5. Work item created with embedded code context from codebase-mcp results
6. User queries work items, sees inline code snippets from original search
7. ✅ Seamless cross-server integration, natural user experience
**Alternative Path 1: Codebase-MCP Unavailable**:
- Step 2 fails: codebase-mcp returns 503 Service Unavailable
- Claude Code shows error: "Code search unavailable, workflow commands still functional"
- User proceeds with workflow commands (create project, work items)
- Codebase-mcp restarts, user retries search successfully
- ✅ Graceful degradation, clear error messaging
**Alternative Path 2: High-Latency Search**:
- Step 2 completes in 1500ms (exceeds 500ms p95 target)
- Claude Code shows progress indicator: "Searching large codebase..."
- Results eventually return, user proceeds with workflow
- System logs performance anomaly for investigation
- 🔧 Acceptable UX, flagged for optimization
**Alternative Path 3: Invalid Cross-Server Reference**:
- Step 4 fails: Work item references non-existent entity_id from codebase-mcp
- Workflow-mcp validates reference, returns error: "Entity not found in codebase index"
- Claude Code prompts user to re-run search or use different entity
- User corrects entity reference, work item created successfully
- ✅ Data integrity preserved, helpful error messages
**Success Criteria**:
- Cross-server workflows complete end-to-end without manual configuration
- Server failures don't block unrelated operations (isolation)
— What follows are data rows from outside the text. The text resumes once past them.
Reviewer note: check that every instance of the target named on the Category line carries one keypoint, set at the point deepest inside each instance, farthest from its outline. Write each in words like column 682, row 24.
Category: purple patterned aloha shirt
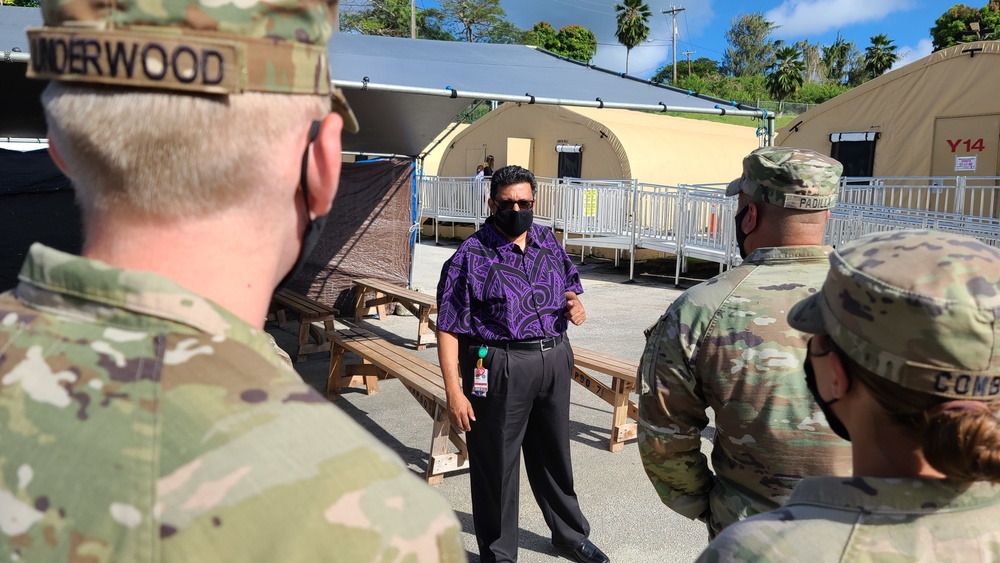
column 491, row 291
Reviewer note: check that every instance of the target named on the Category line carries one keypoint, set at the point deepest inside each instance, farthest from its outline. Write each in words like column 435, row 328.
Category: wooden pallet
column 422, row 378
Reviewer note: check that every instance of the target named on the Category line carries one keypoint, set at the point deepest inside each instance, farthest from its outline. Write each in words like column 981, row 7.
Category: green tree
column 786, row 76
column 577, row 42
column 956, row 25
column 751, row 49
column 880, row 56
column 817, row 93
column 856, row 73
column 702, row 66
column 815, row 71
column 392, row 18
column 544, row 35
column 633, row 25
column 504, row 32
column 475, row 20
column 835, row 59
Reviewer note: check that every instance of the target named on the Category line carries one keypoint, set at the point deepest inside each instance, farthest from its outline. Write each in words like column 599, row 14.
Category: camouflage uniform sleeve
column 672, row 415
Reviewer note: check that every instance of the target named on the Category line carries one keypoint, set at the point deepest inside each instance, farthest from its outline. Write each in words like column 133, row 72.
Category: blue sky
column 703, row 24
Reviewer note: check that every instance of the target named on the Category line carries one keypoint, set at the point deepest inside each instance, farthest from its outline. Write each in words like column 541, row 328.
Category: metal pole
column 413, row 19
column 673, row 11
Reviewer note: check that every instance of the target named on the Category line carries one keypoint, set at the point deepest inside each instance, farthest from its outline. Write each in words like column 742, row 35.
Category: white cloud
column 910, row 54
column 799, row 18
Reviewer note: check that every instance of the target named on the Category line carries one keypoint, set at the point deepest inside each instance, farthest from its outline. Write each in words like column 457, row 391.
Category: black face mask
column 835, row 424
column 741, row 237
column 513, row 223
column 314, row 229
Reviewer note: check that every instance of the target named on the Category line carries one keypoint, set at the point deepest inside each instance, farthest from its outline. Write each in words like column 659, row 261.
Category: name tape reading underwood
column 170, row 62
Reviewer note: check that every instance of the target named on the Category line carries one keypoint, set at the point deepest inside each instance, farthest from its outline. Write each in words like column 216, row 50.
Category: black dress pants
column 526, row 407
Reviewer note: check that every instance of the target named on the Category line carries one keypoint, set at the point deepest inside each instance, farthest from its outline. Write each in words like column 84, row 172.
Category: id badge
column 480, row 381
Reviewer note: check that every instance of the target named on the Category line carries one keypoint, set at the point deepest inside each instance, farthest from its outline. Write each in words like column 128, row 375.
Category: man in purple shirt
column 504, row 299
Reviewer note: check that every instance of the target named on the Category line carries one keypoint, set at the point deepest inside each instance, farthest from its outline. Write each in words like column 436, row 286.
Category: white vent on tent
column 848, row 137
column 569, row 148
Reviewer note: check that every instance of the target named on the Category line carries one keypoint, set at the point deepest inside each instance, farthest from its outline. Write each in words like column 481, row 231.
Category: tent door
column 570, row 164
column 474, row 158
column 967, row 146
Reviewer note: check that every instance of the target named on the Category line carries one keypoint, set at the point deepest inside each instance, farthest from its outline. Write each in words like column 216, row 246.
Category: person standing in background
column 504, row 301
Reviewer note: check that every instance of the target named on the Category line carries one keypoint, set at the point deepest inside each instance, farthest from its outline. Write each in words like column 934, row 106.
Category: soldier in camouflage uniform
column 725, row 345
column 144, row 413
column 906, row 362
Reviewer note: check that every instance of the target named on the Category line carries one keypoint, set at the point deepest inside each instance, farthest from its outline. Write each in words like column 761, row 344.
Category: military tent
column 938, row 116
column 560, row 141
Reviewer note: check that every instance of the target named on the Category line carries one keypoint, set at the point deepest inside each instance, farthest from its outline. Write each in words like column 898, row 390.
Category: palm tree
column 880, row 56
column 786, row 74
column 633, row 28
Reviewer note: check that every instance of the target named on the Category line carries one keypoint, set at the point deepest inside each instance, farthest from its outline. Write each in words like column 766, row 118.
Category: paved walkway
column 627, row 519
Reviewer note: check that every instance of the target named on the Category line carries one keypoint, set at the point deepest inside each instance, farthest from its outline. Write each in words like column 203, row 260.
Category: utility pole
column 688, row 55
column 673, row 11
column 413, row 19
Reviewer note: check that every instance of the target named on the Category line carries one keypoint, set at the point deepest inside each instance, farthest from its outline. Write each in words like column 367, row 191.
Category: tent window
column 856, row 151
column 570, row 164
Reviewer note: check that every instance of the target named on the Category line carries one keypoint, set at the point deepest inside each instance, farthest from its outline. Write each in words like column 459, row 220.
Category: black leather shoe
column 587, row 552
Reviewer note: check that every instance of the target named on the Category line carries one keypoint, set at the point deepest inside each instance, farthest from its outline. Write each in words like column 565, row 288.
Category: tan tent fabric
column 434, row 152
column 617, row 144
column 903, row 106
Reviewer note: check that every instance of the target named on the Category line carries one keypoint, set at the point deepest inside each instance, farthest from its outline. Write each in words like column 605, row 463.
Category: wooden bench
column 423, row 380
column 622, row 374
column 309, row 311
column 420, row 304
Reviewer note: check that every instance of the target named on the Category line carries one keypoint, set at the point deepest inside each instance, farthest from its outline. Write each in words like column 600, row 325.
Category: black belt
column 540, row 345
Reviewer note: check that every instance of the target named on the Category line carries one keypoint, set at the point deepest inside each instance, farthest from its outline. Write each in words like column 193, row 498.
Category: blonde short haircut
column 169, row 155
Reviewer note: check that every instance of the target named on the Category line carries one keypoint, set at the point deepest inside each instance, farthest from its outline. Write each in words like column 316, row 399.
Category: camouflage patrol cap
column 207, row 46
column 789, row 177
column 919, row 308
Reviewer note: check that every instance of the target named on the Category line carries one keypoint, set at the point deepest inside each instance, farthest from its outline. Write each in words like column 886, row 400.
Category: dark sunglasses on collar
column 522, row 204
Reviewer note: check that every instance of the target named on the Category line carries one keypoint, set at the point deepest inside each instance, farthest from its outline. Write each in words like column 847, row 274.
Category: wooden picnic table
column 420, row 304
column 423, row 379
column 309, row 311
column 623, row 373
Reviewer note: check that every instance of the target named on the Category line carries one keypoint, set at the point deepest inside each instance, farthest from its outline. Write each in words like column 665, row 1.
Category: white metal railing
column 697, row 221
column 962, row 195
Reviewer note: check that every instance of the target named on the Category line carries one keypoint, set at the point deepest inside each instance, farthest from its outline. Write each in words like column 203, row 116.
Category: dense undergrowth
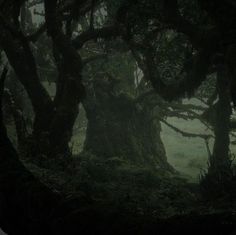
column 118, row 185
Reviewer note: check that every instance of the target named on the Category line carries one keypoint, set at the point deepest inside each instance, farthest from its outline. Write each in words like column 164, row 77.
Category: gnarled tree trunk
column 117, row 127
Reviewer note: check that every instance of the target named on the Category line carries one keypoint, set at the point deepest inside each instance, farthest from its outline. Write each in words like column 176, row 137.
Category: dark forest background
column 117, row 116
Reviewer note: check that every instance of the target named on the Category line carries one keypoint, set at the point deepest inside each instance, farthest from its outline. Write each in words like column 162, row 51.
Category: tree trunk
column 119, row 128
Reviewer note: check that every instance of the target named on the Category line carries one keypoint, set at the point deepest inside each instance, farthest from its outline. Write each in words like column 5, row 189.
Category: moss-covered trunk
column 117, row 127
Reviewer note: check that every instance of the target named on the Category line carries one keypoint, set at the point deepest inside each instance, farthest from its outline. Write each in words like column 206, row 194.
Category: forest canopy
column 117, row 70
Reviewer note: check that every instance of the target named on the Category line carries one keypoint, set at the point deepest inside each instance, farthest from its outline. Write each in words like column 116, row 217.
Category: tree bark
column 119, row 128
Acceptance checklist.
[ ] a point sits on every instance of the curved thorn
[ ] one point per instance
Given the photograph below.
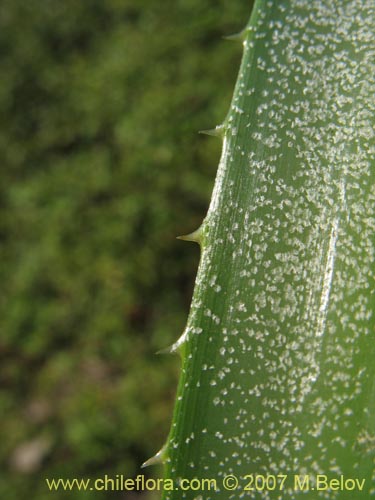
(158, 458)
(172, 349)
(237, 37)
(195, 236)
(215, 132)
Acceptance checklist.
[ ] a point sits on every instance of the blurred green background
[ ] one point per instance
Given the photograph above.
(101, 167)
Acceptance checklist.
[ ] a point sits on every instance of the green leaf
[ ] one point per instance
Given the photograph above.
(278, 353)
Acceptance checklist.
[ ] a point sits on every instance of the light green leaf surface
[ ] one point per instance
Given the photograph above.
(278, 353)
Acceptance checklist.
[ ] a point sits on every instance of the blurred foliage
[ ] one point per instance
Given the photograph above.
(101, 167)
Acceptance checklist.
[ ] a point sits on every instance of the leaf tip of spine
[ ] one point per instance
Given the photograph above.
(214, 132)
(237, 37)
(158, 458)
(177, 347)
(195, 236)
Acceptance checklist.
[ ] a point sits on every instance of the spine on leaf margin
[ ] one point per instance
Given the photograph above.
(278, 372)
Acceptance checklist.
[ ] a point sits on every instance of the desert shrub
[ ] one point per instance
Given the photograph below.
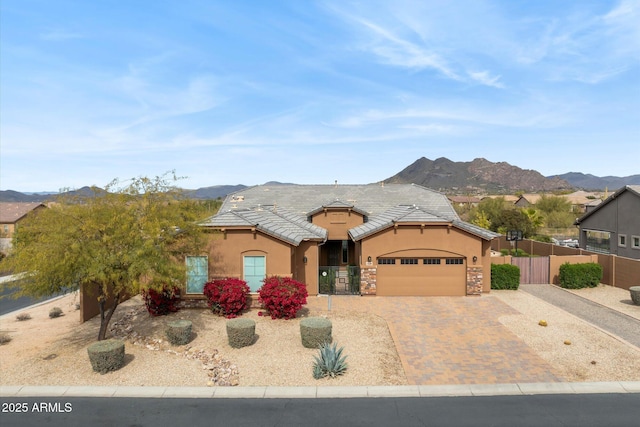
(315, 331)
(577, 276)
(505, 276)
(329, 362)
(241, 332)
(4, 338)
(55, 312)
(23, 316)
(106, 355)
(161, 302)
(227, 297)
(179, 332)
(282, 297)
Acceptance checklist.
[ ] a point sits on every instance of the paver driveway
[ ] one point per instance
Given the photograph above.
(452, 340)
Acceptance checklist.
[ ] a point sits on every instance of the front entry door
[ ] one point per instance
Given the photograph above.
(255, 270)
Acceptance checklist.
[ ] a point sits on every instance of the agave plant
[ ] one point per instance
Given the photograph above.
(329, 362)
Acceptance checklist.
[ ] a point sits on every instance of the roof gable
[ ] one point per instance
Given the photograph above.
(632, 189)
(280, 224)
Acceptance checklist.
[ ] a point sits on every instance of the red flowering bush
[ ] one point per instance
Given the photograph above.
(227, 297)
(282, 297)
(161, 302)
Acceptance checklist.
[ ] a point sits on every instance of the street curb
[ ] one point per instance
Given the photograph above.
(268, 392)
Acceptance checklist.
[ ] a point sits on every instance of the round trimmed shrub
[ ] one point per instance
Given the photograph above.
(282, 297)
(241, 332)
(315, 331)
(635, 294)
(178, 332)
(106, 355)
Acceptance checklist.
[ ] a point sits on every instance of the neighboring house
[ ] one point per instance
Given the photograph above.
(464, 200)
(526, 200)
(363, 239)
(508, 198)
(613, 227)
(10, 216)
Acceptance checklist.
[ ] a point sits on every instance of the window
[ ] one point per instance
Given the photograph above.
(345, 251)
(622, 240)
(598, 241)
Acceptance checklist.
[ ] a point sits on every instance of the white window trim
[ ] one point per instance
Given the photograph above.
(622, 240)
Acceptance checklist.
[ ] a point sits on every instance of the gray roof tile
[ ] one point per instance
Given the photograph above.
(283, 210)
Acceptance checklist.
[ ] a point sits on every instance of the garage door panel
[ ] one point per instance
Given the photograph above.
(421, 280)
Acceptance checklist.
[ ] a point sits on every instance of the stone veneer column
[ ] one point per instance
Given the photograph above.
(368, 280)
(474, 280)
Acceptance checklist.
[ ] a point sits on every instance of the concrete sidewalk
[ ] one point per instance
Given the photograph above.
(323, 392)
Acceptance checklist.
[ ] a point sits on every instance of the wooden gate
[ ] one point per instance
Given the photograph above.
(532, 269)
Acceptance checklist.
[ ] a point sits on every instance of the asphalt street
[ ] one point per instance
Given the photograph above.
(584, 410)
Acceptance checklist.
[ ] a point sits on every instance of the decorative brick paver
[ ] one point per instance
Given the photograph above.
(452, 340)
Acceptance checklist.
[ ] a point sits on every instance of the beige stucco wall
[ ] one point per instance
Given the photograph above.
(227, 249)
(433, 240)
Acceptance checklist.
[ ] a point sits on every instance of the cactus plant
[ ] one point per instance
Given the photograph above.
(329, 362)
(55, 312)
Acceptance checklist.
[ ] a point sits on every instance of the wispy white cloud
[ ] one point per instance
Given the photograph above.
(485, 78)
(60, 34)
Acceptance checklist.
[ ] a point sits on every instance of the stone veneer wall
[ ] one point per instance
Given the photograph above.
(368, 280)
(474, 280)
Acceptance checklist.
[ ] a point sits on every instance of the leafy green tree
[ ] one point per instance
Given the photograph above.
(109, 244)
(514, 219)
(535, 217)
(489, 209)
(556, 210)
(481, 220)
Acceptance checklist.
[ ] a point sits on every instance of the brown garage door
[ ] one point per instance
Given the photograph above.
(421, 277)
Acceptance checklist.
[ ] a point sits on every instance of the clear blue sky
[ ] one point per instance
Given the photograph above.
(229, 92)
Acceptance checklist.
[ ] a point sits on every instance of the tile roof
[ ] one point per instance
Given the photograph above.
(633, 189)
(12, 212)
(372, 198)
(275, 222)
(413, 214)
(282, 211)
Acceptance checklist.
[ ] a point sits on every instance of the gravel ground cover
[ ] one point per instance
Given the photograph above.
(615, 298)
(46, 351)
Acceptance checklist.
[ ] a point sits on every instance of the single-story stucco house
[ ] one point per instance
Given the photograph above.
(364, 239)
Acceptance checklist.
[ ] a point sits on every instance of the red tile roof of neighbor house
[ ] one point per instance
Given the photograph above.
(12, 212)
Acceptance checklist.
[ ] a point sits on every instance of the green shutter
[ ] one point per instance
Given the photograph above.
(197, 273)
(255, 270)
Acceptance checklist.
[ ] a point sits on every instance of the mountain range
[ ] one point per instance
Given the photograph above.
(479, 176)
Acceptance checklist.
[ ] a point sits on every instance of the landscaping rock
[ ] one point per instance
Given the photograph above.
(179, 332)
(106, 355)
(241, 332)
(315, 331)
(635, 294)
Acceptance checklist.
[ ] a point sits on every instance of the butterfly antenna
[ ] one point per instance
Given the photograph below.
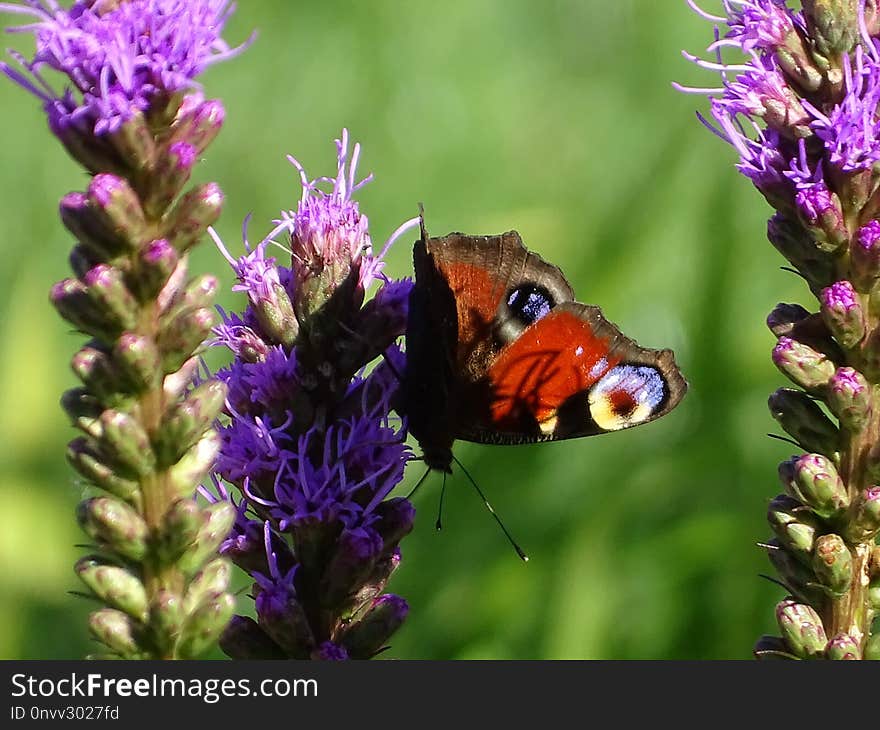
(439, 523)
(419, 483)
(519, 550)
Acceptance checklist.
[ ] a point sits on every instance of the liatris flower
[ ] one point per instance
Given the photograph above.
(133, 115)
(310, 443)
(802, 112)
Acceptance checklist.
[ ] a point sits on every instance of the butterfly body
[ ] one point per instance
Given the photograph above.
(499, 352)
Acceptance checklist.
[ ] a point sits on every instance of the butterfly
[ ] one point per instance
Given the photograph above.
(499, 352)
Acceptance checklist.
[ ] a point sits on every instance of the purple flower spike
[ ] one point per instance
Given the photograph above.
(311, 442)
(118, 59)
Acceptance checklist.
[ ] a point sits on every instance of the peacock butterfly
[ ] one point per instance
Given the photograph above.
(499, 352)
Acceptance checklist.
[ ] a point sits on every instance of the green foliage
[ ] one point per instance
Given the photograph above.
(556, 119)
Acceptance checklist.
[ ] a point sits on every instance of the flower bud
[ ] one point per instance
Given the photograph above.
(849, 398)
(211, 580)
(173, 170)
(155, 264)
(88, 462)
(107, 291)
(832, 563)
(138, 361)
(84, 411)
(843, 646)
(115, 586)
(192, 215)
(771, 647)
(813, 480)
(115, 525)
(244, 639)
(198, 125)
(794, 526)
(185, 422)
(865, 520)
(283, 619)
(843, 313)
(796, 244)
(803, 365)
(864, 254)
(872, 647)
(219, 518)
(803, 420)
(98, 372)
(203, 626)
(134, 142)
(801, 629)
(126, 443)
(368, 635)
(355, 555)
(194, 465)
(166, 619)
(329, 652)
(115, 630)
(833, 25)
(822, 214)
(117, 210)
(783, 318)
(72, 301)
(183, 335)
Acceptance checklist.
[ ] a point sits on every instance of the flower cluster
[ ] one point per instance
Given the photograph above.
(802, 113)
(310, 444)
(133, 117)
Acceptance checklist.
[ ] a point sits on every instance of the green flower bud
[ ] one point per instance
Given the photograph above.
(803, 420)
(192, 215)
(115, 525)
(84, 411)
(865, 517)
(244, 639)
(180, 527)
(71, 300)
(794, 525)
(220, 518)
(203, 626)
(833, 25)
(89, 463)
(849, 398)
(156, 263)
(194, 465)
(185, 423)
(843, 313)
(368, 635)
(813, 480)
(872, 647)
(138, 361)
(832, 563)
(801, 629)
(106, 288)
(803, 365)
(198, 125)
(166, 620)
(116, 631)
(798, 577)
(784, 317)
(98, 372)
(772, 647)
(211, 580)
(843, 646)
(117, 210)
(127, 444)
(180, 338)
(115, 586)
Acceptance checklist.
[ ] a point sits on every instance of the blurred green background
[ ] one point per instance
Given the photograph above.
(554, 118)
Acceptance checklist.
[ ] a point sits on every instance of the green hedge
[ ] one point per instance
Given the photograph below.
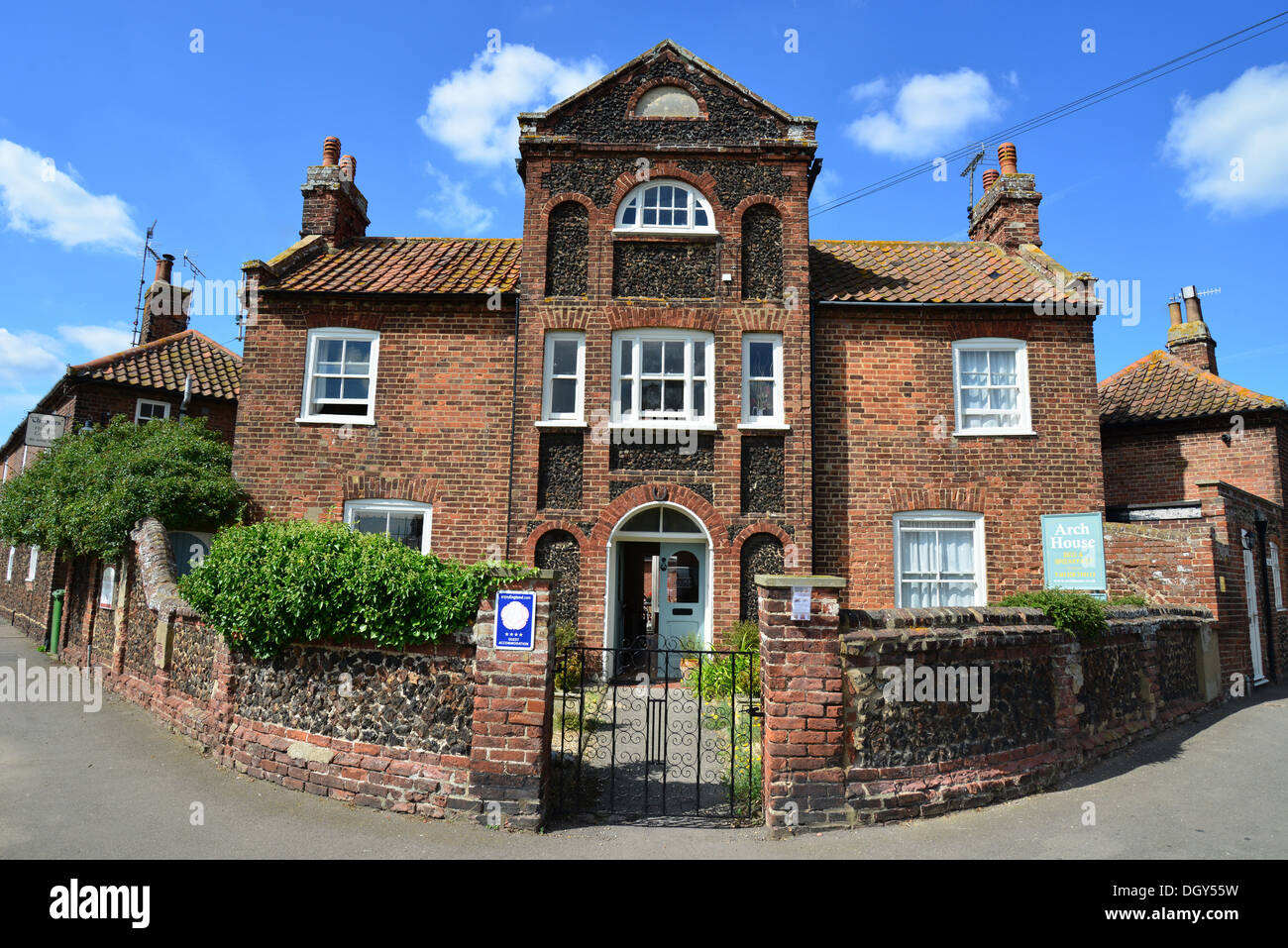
(271, 583)
(1072, 612)
(86, 493)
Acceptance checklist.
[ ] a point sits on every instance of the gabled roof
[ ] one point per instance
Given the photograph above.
(166, 364)
(925, 272)
(671, 46)
(868, 270)
(1160, 386)
(411, 264)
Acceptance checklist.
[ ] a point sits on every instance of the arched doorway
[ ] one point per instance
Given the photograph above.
(658, 590)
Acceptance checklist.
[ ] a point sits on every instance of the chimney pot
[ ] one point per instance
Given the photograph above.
(1193, 307)
(1006, 158)
(165, 266)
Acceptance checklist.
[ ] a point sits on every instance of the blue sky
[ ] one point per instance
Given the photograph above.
(213, 145)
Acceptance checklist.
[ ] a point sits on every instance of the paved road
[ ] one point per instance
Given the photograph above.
(116, 784)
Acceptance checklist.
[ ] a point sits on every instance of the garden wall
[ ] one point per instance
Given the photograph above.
(849, 743)
(455, 728)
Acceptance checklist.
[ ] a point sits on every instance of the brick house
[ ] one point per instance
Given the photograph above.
(172, 371)
(666, 366)
(1196, 476)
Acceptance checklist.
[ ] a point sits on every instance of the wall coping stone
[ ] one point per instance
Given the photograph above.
(785, 581)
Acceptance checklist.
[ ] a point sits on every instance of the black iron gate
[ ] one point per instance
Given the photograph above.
(645, 733)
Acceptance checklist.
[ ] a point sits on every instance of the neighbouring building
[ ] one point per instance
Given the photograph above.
(665, 365)
(1196, 476)
(172, 371)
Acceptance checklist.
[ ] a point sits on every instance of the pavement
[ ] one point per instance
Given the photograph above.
(116, 784)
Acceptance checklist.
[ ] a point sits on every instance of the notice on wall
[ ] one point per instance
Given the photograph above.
(44, 429)
(800, 603)
(515, 620)
(1073, 552)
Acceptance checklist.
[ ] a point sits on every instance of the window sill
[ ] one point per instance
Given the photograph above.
(997, 433)
(618, 233)
(335, 420)
(662, 425)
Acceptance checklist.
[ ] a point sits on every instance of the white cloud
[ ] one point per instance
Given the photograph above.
(99, 340)
(452, 209)
(867, 91)
(930, 114)
(1233, 143)
(473, 111)
(24, 355)
(46, 202)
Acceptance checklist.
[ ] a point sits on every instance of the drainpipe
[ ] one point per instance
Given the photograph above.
(187, 394)
(812, 449)
(1271, 617)
(55, 617)
(514, 408)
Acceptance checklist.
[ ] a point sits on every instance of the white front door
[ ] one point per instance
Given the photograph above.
(683, 603)
(1249, 584)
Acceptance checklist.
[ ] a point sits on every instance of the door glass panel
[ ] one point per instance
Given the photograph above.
(682, 579)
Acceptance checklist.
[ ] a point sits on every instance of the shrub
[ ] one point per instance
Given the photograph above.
(1070, 612)
(271, 583)
(1129, 599)
(567, 659)
(86, 492)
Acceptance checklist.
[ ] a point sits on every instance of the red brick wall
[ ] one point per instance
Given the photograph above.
(728, 316)
(442, 414)
(1163, 464)
(884, 442)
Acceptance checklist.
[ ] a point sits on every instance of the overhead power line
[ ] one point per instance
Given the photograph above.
(1068, 108)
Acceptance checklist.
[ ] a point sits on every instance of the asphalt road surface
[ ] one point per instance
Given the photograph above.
(116, 784)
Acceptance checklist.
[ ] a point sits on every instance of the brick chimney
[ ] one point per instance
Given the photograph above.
(334, 207)
(1008, 213)
(1188, 337)
(165, 309)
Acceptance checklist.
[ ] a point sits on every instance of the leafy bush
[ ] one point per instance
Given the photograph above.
(86, 492)
(271, 583)
(724, 675)
(567, 659)
(1070, 612)
(1129, 599)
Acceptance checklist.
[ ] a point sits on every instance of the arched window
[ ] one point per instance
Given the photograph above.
(668, 102)
(665, 206)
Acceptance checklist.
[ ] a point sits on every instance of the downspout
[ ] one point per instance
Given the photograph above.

- Error messages guide users to resolution
- Performance meets targets under typical concurrent load (10 clients)
---
## Functional Requirements
### FR-001: Codebase-MCP Performance Validation
**Description**: Validate that codebase-mcp meets indexing and search performance targets after the split.
**Acceptance Criteria**:
- Indexing 10,000 files completes in <60 seconds (p95) across 5 benchmark runs
- Search queries return in <500ms (p95) under load of 10 concurrent clients
- Performance variance <10% compared to pre-split baseline measurements
- Benchmark suite generates report with latency histograms and p50/p95/p99 percentiles
**Constitutional Mapping**: Principle IV (Performance Guarantees - indexing <60s, search <500ms)
**Edge Cases**:
- Repository with 50,000 files (test scalability beyond target)
- Search queries against freshly indexed repository (cold cache)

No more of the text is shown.